I was born in Leigh, Lancashire, to a family that had been miners and tailors for generations. I was the first person in my family to go to university – in Sheffield, where I joined the Labour Party in 1979.

So my story is a Labour story. It happened because the post-war Labour government gave my Mum and Dad the chance of a better future.

I’ve always been active in the struggle for social justice – from the Miners’ Strike through to Black Lives Matter, Ukraine Solidarity and supporting today’s strikes. I’m an active member of the National Union of Journalists.

My strategy for achieving progress is: to link the struggles of working people together, to tell a story of hope and to mobilise a broad coalition of progressive voters to achieve real change.

For me, the most important political challenge today is reversing climate change, through a radical green investment plan to create jobs, energy security and more liveable communities.

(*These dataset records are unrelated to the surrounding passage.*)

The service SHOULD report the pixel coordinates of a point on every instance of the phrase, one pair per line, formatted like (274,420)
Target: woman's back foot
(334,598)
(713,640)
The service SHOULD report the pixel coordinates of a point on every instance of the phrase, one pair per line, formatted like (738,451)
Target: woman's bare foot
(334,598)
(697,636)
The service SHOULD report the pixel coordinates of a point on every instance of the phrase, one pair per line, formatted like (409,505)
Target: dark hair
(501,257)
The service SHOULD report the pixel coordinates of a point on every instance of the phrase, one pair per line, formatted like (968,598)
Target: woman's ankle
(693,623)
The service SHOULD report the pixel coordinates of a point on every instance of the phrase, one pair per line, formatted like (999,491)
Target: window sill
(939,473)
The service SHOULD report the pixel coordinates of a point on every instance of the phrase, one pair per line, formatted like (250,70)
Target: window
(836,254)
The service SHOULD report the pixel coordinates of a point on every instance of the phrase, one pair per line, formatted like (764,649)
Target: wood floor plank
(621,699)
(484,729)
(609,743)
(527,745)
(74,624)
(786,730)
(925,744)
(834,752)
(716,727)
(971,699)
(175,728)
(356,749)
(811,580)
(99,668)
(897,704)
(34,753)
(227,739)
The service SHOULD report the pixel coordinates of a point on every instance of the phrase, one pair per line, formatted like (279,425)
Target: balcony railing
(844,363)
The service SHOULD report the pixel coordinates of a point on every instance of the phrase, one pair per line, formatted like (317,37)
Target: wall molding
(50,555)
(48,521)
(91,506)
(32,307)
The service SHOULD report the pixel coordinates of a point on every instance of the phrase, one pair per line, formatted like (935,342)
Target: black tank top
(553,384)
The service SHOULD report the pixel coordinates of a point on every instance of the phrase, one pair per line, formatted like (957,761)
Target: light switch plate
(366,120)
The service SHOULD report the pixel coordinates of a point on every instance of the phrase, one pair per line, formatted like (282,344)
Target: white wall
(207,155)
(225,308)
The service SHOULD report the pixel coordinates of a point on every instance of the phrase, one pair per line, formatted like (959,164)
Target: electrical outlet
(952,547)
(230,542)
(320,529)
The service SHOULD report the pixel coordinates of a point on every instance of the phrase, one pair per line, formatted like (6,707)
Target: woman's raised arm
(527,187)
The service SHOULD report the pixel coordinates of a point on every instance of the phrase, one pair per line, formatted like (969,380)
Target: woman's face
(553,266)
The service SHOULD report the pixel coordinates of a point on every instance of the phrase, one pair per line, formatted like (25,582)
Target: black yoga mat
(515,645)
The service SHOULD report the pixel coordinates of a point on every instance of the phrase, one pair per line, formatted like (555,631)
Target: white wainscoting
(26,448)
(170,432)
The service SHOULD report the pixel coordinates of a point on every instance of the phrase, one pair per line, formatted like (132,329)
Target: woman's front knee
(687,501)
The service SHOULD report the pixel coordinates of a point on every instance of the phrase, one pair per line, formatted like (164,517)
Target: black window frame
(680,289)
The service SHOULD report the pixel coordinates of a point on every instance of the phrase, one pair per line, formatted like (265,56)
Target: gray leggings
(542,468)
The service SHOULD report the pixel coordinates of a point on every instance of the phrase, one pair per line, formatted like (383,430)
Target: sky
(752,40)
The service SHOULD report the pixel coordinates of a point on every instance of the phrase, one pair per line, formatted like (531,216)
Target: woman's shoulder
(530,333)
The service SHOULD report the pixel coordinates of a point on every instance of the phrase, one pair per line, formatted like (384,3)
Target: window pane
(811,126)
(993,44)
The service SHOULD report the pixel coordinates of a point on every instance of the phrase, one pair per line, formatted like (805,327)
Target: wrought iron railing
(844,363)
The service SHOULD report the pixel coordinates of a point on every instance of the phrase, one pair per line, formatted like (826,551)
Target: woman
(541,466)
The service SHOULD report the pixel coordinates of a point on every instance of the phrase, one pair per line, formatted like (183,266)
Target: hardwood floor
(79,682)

At the same time we have to defend democracy, and the security of our democratic allies, against far-right parties and the totalitarian states that stand behind them.

As a TV journalist at BBC Newsnight, and later at Channel 4 News, I reported on struggles against exploitation and injustice across the world – from strikes by China’s migrant workforce, to the Arab Spring and the 2014 war in Gaza – to the fight for dignity and respect for hard-pressed working class communities here in the UK.

In 2016 I quit TV news so that I could oppose Brexit and support Labour openly. Today I write for The New European, Frankfurter Rundschau and Social Europe – and speak to forums across the world about the need for a state-led fight for social, economic and climate justice.

The 2019 election taught me that we only win when we listen. We need to combine the offer of economic, social and climate justice with traditional Labour values on crime, defence and foreign policy. That’s why, when Labour lost, I was one of the first people on the left to support Keir Starmer’s leadership campaign.

In February 2022 I was in Kyiv until just 36 hours before Russia invaded, together Welsh Senedd members and the leaders of NUM and Aslef, building solidarity with the Ukrainian left and trade union movement. Since then, I’ve been at the forefront of promoting solidarity with Ukraine, and contributing to Labour’s thinking on defence, in response to the crisis.

I’m a radical social democrat: for me redistributing power is just as important as redistributing wealth. Socialism should be a project of self-empowerment, led by working class communities, from below. And it should place the rights and freedoms of individual human beings right at the heart of the project.

What I learned from the working-class community I grew up in is: everything we have, we had to fight for.